Single cue test displays resembled the compound cue learning displays but differed in the aspect that (a) all eight letters were identical and displayed either the salient or nonsalient cue and (b) all letters were presented in purple. Importantly, half of all single cue test displays were followed by a digit that matched the more (less) frequent response category for the respective cue, resulting in an equal number of valid and invalid cue displays for the test displays. 50% of these single cue test displays presented cues that were salient in the compound cue learning display (G and V) and the remaining half presented nonsalient cues (L and X) from the compound distractor display (See Figure 1 for examples of the displays).

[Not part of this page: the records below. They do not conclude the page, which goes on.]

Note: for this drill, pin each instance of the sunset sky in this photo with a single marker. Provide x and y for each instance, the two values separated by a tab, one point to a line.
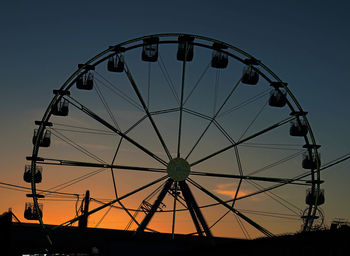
306	43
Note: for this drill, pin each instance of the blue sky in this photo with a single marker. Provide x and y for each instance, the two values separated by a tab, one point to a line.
304	42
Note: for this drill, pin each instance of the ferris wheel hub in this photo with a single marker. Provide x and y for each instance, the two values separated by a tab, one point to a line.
178	169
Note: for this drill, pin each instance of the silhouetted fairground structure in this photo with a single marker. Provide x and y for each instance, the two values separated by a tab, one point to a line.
170	124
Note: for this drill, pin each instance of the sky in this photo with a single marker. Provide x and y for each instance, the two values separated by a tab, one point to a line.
304	43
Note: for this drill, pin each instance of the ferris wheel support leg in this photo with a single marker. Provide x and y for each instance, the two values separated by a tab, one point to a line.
196	213
155	206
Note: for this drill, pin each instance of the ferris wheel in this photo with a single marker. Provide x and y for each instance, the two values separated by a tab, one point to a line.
175	133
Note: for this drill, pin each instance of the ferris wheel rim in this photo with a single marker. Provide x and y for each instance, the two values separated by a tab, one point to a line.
110	51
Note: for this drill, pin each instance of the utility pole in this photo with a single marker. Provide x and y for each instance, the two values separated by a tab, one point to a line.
83	220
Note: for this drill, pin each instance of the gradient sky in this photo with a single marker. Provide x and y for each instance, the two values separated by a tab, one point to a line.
304	42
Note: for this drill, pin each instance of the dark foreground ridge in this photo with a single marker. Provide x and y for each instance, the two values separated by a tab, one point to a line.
26	238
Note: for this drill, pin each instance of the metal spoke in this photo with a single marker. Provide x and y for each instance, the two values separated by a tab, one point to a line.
239	214
197	83
182	100
87	111
174	211
214	117
155	206
115	186
143	103
245	177
244	140
195	211
51	161
112	202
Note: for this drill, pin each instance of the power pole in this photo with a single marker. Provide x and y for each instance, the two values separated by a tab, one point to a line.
83	220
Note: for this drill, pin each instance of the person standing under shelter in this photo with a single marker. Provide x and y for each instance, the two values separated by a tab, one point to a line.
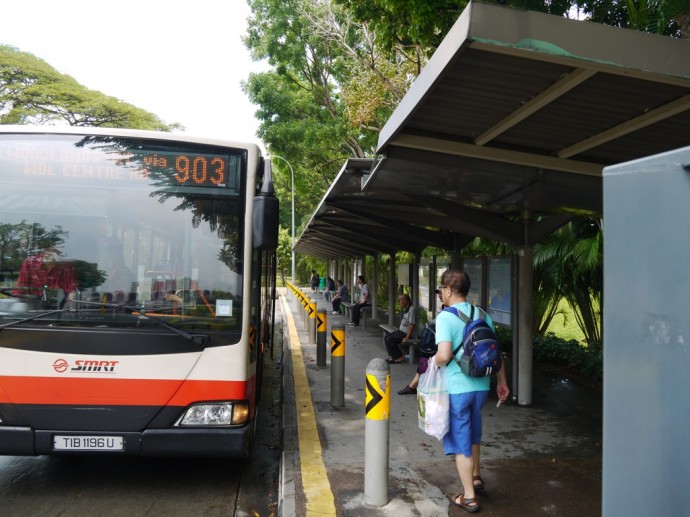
467	394
330	289
314	281
406	331
363	301
340	296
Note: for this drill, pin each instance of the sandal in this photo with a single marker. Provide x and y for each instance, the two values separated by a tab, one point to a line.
469	505
478	483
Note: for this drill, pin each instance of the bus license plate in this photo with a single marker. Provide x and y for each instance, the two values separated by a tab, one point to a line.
88	443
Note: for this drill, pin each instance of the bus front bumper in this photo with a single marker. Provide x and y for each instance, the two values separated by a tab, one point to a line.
179	442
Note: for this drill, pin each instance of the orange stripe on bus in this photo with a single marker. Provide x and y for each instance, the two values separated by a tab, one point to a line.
116	392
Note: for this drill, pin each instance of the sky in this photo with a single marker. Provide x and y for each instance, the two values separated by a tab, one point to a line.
181	60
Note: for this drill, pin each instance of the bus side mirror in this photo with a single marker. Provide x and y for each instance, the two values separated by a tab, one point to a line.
265	214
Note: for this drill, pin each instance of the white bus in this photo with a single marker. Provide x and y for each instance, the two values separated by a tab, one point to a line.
137	278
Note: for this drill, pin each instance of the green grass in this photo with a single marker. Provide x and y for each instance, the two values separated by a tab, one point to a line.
564	325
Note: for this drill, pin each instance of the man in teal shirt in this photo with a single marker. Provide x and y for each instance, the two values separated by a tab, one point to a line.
467	394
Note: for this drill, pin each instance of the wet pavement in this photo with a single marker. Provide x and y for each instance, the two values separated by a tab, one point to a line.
544	459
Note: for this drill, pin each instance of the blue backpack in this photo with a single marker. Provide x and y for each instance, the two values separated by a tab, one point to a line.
480	355
427	343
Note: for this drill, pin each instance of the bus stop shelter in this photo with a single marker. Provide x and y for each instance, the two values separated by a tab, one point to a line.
504	136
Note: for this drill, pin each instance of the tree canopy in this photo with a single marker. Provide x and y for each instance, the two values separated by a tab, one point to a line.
33	92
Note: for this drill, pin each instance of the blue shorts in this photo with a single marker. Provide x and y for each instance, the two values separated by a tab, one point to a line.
465	422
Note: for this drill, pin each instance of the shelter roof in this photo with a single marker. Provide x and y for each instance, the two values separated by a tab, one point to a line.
515	116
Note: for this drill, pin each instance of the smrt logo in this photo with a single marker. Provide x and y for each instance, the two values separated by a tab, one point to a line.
60	366
85	366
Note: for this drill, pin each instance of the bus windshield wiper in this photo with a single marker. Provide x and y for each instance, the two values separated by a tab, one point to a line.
35	316
197	339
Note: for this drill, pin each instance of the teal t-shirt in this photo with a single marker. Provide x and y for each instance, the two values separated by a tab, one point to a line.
450	327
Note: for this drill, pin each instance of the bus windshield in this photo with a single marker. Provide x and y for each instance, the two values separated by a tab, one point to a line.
104	231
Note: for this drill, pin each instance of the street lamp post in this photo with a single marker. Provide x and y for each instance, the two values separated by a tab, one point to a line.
292	176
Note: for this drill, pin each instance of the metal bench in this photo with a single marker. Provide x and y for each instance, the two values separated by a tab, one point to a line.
348	308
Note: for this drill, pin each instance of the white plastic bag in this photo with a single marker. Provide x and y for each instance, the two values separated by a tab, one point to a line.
433	408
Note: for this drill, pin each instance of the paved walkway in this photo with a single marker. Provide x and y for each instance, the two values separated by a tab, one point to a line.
544	459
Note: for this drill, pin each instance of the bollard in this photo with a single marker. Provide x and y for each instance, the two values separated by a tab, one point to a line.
312	323
338	365
305	311
377	433
321	326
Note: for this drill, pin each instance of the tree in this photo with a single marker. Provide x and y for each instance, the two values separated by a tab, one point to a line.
330	91
33	92
569	264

Two other display types complemented the task in which we modified target displays: First, we interspersed manipulation check displays to test the saliency manipulation. In these displays, the target digit appeared at the location of either the salient or nonsalient cue of the preceding compound cue learning display. All the target digits for these saliency manipulation check displays were valid with the contingency. Classification responses should be faster when digits were presented at the position of the salient cue compared with the position of the nonsalient cue. Furthermore, we introduced guessing displays to assess contingency awareness. In these displays, no digit appeared. Instead, a question mark was presented centrally. There were two types of manipulation within these guessing displays – one, where the guessing display was preceded by a cue display that almost resembled a compound cue learning display with the only difference that either the salient or the nonsalient cue was shown. These guessing displays were interspersed among other compound cue learning displays within the experiment right after the headstart learn trials. It provided a form of online measurement of the awareness of contingencies for the predictive nature of (non-)salient cues for upcoming target classification responses during the course of the experiment (see Figure 2). The other type of guessing displays were presented at the last part of the experiment (just before the the funneled debriefing): Four single cue test displays were presented, followed by a guessing display. Participants were instructed that whenever they saw a question mark instead of a number, they should guess and indicate whether they expected an even or odd number via key press (cf. Giesen & Rothermund, 2015). Performance on guessing displays was incentivized by earning additional money: correct responses that confirmed the to-be-learned contingency of the preceding cue trial were rewarded with +3 pence; wrong responses were punished with -3 pence. Positive scores were added to the standard payment; in case of zero or negative scores, participants gained the regular compensation.
Each trial sequence was as follows (see Table 1 and Figure 2): A trial started with a flashing fixation cross (450ms), followed by the first display (compound cue learning display or single cue test display; 1000 ms). Immediately after the first display (ISI = 0 ms), the second display appeared which could be either a target display, a guessing display, or manipulation check display (presented until response). At the bottom of the screen of the second display, the participants received feedback when they pressed an incorrect key (“Error! Press correct key to continue”) or took more than two seconds to respond (“Respond faster! Press correct key to continue”). Responses in guessing trials were followed by performance feedback (trial-wise change and total score) for 2000ms after which the next trial started.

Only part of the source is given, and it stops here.